In HOL4 `sublist` is defined as

(sublist [] l1 = T) /\
(sublist (h::t) [] = F) /\
(sublist (x::l1) (y::l2) = (x = y) /\ sublist l1 l2 \/ sublist (x::l1) l2)

[Abdulaziz et al., HOL4 Definition 10, p.19]. Whereas `subseq` (Sublist.tyh:927) is defined as an
abbrevation of `list\_emb` with the predicate @{term "λ x y. x = y"}, i.e.

@{term "subseq xs ys ≡ list_emb (=) xs ys"}

`list\_emb` itself is defined as an inductive predicate. However, an equivalent function definition
is provided in `list\_emb\_code` (Sublist.thy:784) which is very close to `sublist` in HOL4.

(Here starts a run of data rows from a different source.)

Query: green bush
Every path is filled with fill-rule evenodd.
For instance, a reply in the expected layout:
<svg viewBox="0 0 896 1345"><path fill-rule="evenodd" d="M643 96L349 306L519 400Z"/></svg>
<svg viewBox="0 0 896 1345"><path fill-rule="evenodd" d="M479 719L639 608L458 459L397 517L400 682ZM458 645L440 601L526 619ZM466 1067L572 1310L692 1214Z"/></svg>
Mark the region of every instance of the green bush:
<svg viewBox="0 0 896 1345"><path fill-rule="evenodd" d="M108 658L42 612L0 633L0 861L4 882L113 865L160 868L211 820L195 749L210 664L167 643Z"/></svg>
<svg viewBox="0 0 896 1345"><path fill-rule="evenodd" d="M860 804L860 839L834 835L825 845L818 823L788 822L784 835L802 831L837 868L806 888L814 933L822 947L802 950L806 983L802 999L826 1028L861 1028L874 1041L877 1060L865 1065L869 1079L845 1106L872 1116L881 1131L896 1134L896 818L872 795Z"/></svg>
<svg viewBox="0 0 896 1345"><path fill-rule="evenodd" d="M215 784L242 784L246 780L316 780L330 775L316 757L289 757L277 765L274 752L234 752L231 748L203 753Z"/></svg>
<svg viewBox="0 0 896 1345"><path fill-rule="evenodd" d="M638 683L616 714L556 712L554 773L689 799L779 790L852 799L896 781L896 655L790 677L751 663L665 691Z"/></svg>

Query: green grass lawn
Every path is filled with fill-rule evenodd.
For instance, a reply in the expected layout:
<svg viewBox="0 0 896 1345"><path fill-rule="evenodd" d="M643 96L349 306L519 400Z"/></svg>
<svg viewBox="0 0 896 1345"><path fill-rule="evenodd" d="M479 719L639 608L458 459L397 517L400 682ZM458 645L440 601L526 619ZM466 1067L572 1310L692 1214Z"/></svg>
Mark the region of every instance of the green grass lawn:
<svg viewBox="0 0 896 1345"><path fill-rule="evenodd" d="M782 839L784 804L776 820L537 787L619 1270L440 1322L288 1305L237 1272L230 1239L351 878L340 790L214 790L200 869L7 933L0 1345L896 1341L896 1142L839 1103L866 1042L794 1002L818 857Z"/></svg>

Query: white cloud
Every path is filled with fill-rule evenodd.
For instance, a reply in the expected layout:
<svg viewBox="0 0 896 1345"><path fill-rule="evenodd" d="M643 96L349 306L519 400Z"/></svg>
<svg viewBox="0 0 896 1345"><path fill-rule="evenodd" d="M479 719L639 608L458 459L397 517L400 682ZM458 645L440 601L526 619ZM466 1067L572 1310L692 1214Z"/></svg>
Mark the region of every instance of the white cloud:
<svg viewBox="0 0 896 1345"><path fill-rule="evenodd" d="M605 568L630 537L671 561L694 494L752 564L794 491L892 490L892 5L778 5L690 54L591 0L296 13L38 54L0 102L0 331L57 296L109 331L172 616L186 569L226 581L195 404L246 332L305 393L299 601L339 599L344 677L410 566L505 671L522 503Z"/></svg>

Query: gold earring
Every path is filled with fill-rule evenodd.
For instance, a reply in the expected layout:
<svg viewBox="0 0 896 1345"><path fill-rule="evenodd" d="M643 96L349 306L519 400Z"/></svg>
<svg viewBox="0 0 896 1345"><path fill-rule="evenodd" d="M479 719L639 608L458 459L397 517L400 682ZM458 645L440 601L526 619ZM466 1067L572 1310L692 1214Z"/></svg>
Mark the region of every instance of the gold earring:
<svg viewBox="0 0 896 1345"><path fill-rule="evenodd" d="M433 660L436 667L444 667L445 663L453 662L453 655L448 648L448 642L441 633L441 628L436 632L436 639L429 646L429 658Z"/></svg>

The correctness of the equivalence claim is shown below by the technical lemma
`sublist\_HOL4\_equiv\_subseq` (where the HOL4 definition of `sublist` is renamed to `sublist\_HOL4`).
›

fun sublist_HOL4 where
"sublist_HOL4 [] l1 = True"
| "(sublist_HOL4 (h # t) [] = False)"
| "(sublist_HOL4 (x # l1) (y # l2) = ((x = y) ∧ sublist_HOL4 l1 l2 ∨ sublist_HOL4 (x # l1) l2))"

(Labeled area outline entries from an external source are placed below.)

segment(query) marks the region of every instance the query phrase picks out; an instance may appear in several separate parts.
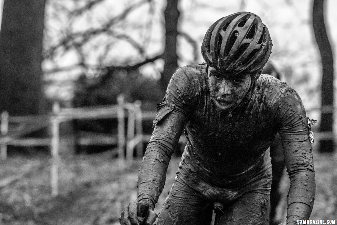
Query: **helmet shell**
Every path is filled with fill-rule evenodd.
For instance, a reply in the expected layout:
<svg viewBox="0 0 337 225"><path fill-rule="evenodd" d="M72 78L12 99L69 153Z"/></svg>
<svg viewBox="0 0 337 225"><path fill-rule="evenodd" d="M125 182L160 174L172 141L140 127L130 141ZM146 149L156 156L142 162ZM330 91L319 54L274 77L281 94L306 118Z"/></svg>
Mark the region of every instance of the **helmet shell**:
<svg viewBox="0 0 337 225"><path fill-rule="evenodd" d="M240 12L221 18L206 32L201 53L208 65L229 75L260 72L271 53L267 27L256 15Z"/></svg>

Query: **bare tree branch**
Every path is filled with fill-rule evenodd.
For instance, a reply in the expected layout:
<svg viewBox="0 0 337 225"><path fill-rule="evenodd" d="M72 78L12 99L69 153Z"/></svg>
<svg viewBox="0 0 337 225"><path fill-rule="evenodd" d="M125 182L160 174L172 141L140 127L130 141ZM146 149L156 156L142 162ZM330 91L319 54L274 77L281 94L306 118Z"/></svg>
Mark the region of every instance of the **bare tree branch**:
<svg viewBox="0 0 337 225"><path fill-rule="evenodd" d="M72 16L78 16L81 15L84 12L88 11L91 9L93 7L100 3L104 1L105 0L93 0L89 1L85 5L80 8L76 9L75 10L71 13Z"/></svg>
<svg viewBox="0 0 337 225"><path fill-rule="evenodd" d="M92 2L93 2L94 1L96 2L98 0L96 0L96 1L92 1ZM66 49L67 49L74 44L80 45L82 43L82 45L83 45L90 40L92 37L92 36L97 35L103 32L106 32L108 31L109 31L110 34L114 33L114 32L110 30L110 28L113 25L125 19L126 16L132 10L140 7L144 4L151 2L153 0L143 0L131 5L126 9L123 12L119 15L109 20L99 28L92 28L83 32L69 33L61 40L58 44L53 46L51 47L49 51L48 52L45 53L44 54L44 58L48 58L52 57L55 52L60 47L64 47ZM130 37L127 37L126 34L123 35L116 35L116 37L117 38L123 39L129 41L131 45L137 49L139 51L140 51L140 52L144 51L143 50L141 49L140 48L139 44L136 44L136 42ZM76 40L76 41L75 40Z"/></svg>
<svg viewBox="0 0 337 225"><path fill-rule="evenodd" d="M185 32L180 31L179 34L183 37L193 48L193 61L195 63L199 60L199 45L196 41L193 39L188 34Z"/></svg>

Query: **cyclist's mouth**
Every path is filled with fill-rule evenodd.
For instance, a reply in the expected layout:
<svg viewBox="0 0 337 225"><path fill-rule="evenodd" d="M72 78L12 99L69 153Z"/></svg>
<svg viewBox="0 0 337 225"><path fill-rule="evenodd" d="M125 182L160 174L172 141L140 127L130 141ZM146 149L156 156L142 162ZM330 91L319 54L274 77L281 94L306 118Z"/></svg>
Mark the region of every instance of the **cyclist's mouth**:
<svg viewBox="0 0 337 225"><path fill-rule="evenodd" d="M216 99L216 101L220 105L225 106L232 104L232 102L227 100L223 100L218 99Z"/></svg>
<svg viewBox="0 0 337 225"><path fill-rule="evenodd" d="M233 105L233 103L228 100L224 100L221 99L214 99L215 104L220 109L224 110L231 108Z"/></svg>

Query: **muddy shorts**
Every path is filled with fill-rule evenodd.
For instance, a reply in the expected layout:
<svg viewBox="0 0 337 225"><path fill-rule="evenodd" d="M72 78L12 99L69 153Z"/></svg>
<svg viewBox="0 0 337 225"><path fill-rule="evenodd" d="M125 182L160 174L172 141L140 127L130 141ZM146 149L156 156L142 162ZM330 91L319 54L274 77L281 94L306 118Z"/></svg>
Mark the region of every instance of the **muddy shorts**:
<svg viewBox="0 0 337 225"><path fill-rule="evenodd" d="M269 224L270 164L241 185L230 188L212 185L187 167L181 162L157 225L210 224L215 202L225 206L219 224Z"/></svg>

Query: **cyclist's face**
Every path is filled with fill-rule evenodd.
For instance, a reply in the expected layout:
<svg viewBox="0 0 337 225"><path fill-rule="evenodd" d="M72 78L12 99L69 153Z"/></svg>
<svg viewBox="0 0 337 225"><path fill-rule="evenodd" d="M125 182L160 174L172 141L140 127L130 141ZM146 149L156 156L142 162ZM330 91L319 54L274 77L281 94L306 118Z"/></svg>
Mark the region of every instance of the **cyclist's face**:
<svg viewBox="0 0 337 225"><path fill-rule="evenodd" d="M226 77L210 67L208 71L208 85L211 96L220 109L225 110L238 104L249 90L251 79L249 74L238 77Z"/></svg>

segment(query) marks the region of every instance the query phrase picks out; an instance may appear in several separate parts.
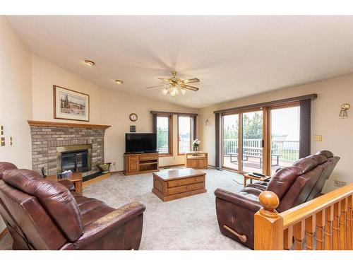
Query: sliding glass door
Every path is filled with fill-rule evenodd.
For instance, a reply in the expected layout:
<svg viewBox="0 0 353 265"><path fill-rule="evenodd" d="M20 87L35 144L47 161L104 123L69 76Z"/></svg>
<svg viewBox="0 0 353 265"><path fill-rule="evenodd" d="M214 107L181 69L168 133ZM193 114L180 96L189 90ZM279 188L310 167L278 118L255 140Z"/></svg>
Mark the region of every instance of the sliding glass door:
<svg viewBox="0 0 353 265"><path fill-rule="evenodd" d="M299 158L299 106L276 105L224 114L222 166L272 175Z"/></svg>
<svg viewBox="0 0 353 265"><path fill-rule="evenodd" d="M263 168L263 110L241 114L241 166L240 171L262 173Z"/></svg>
<svg viewBox="0 0 353 265"><path fill-rule="evenodd" d="M239 114L224 115L222 124L222 166L239 170Z"/></svg>
<svg viewBox="0 0 353 265"><path fill-rule="evenodd" d="M274 107L270 111L271 174L299 158L299 106Z"/></svg>

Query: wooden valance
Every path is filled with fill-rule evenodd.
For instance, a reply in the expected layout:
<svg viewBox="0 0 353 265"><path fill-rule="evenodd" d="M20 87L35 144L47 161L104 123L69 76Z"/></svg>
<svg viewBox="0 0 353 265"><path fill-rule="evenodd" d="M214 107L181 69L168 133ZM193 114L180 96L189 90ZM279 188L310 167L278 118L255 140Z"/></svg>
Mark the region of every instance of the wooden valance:
<svg viewBox="0 0 353 265"><path fill-rule="evenodd" d="M151 114L160 114L163 115L185 115L185 116L197 116L197 113L185 113L185 112L157 112L155 110L151 110Z"/></svg>
<svg viewBox="0 0 353 265"><path fill-rule="evenodd" d="M309 94L309 95L301 95L299 97L288 98L284 98L282 100L268 101L268 102L262 102L262 103L248 105L246 106L235 107L232 107L230 109L216 110L216 111L214 111L213 113L225 113L225 112L235 112L235 111L241 110L251 109L251 108L255 108L255 107L270 107L270 106L275 106L275 105L279 105L279 104L299 102L299 101L304 100L313 100L313 99L317 98L318 98L318 94Z"/></svg>
<svg viewBox="0 0 353 265"><path fill-rule="evenodd" d="M107 129L112 125L102 124L85 124L80 123L54 122L43 121L27 121L30 126L38 126L42 127L71 127L71 128L93 128L93 129Z"/></svg>

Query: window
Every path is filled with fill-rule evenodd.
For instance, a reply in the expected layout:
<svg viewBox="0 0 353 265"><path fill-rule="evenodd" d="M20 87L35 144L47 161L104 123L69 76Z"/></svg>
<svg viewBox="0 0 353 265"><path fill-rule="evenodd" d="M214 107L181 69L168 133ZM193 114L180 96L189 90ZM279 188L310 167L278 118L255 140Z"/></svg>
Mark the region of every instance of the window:
<svg viewBox="0 0 353 265"><path fill-rule="evenodd" d="M178 116L178 154L191 150L191 117Z"/></svg>
<svg viewBox="0 0 353 265"><path fill-rule="evenodd" d="M160 155L172 154L172 116L157 117L157 150Z"/></svg>

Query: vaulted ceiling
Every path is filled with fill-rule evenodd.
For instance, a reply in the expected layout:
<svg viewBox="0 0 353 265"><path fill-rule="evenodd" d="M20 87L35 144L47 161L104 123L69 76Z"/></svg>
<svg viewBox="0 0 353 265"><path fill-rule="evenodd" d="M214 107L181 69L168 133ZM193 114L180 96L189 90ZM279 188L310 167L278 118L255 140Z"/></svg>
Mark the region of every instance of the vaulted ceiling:
<svg viewBox="0 0 353 265"><path fill-rule="evenodd" d="M35 55L100 86L186 107L353 72L353 16L7 18ZM145 89L172 70L198 78L200 90L174 98Z"/></svg>

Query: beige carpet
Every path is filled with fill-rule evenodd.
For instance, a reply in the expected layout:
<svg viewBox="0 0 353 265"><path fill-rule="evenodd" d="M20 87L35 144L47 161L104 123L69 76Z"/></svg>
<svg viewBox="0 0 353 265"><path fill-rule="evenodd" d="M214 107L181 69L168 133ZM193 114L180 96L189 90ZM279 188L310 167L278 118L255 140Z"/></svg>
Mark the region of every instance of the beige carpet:
<svg viewBox="0 0 353 265"><path fill-rule="evenodd" d="M213 194L217 187L240 189L241 185L233 179L242 183L242 176L215 169L205 172L207 193L168 202L162 202L152 193L152 174L114 174L85 188L83 194L114 208L133 201L144 203L146 211L140 249L248 249L220 233ZM0 241L0 249L11 247L8 237Z"/></svg>

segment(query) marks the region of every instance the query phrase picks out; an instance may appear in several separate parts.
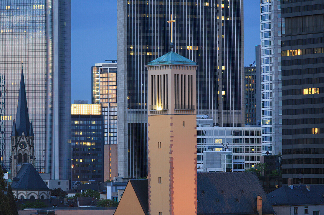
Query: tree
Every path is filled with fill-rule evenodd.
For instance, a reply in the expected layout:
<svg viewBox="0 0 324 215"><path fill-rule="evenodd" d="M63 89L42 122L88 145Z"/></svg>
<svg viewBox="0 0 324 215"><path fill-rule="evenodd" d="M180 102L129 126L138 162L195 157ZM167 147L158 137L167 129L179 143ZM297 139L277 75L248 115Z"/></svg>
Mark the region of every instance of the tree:
<svg viewBox="0 0 324 215"><path fill-rule="evenodd" d="M60 188L54 188L50 190L51 196L57 196L61 199L64 199L67 195L67 192Z"/></svg>
<svg viewBox="0 0 324 215"><path fill-rule="evenodd" d="M97 203L97 207L117 207L118 206L118 202L110 199L99 200Z"/></svg>
<svg viewBox="0 0 324 215"><path fill-rule="evenodd" d="M13 215L9 206L9 200L5 195L6 186L4 176L5 174L0 165L0 214Z"/></svg>
<svg viewBox="0 0 324 215"><path fill-rule="evenodd" d="M74 199L77 199L78 197L94 197L97 199L100 199L100 194L99 192L93 189L87 189L81 193L76 193L73 196Z"/></svg>
<svg viewBox="0 0 324 215"><path fill-rule="evenodd" d="M107 179L107 180L105 181L105 182L106 183L109 183L110 182L113 182L114 180L109 180L109 179Z"/></svg>
<svg viewBox="0 0 324 215"><path fill-rule="evenodd" d="M10 209L13 215L18 215L18 210L17 209L17 206L16 205L16 201L15 200L15 198L14 197L14 194L12 193L11 186L10 185L8 187L7 197L9 200Z"/></svg>
<svg viewBox="0 0 324 215"><path fill-rule="evenodd" d="M42 201L37 200L35 201L26 201L20 205L22 209L25 208L47 208L47 205Z"/></svg>
<svg viewBox="0 0 324 215"><path fill-rule="evenodd" d="M271 176L277 176L279 175L279 171L278 171L278 169L274 169L274 170L272 170L272 172L271 173Z"/></svg>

lemma sublist_HOL4_equiv_subseq:
fixes l1 l2
shows "sublist_HOL4 l1 l2 ⟷ subseq l1 l2"
proof -
have "subseq l1 l2 = list_emb (λx y. x = y) l1 l2"
by blast
moreover {
have "sublist_HOL4 l1 l2 ⟷ list_emb (λx y. x = y) l1 l2"
proof (induction rule: sublist_HOL4.induct)
case (3 x l1 y l2)
then show "sublist_HOL4 (x # l1) (y # l2) ⟷ list_emb (λx y. x = y) (x # l1) (y # l2)"
proof (cases "x = y")
case True
then show ?thesis
using "3.IH"(1, 2)
by (metis sublist_HOL4.simps(3) subseq_Cons' subseq_Cons2_iff)
next
case False
then show ?thesis
using "3.IH"(2)
by force
qed
qed simp+
}
ultimately show ?thesis
by blast
qed

text ‹ Likewise as with `sublist` and `subseq`, the HOL4 definition of `list\_frag`
(list\_utilsScript.sml:207) has a an Isabelle/HOL counterpart in `sublist` (Sublist.thy:1124).

The equivalence claim is proven in the technical lemma `list\_frag\_HOL4\_equiv\_sublist`. Note that
`sublist` reverses the argument order of `list\_frag`. Other than that, both definitions are
syntactically identical. ›
definition list_frag_HOL4 where
"list_frag_HOL4 l frag ≡ ∃pfx sfx. pfx @ frag @ sfx = l"

lemma list_frag_HOL4_equiv_sublist:
shows "list_frag_HOL4 l l' ⟷ sublist l' l"
unfolding list_frag_HOL4_def sublist_def
by blast

text ‹ Given these equivalences, occurences of `sublist` and `list\_frag` in the original HOL4
source are now always translated directly to `subseq` and `sublist` respectively.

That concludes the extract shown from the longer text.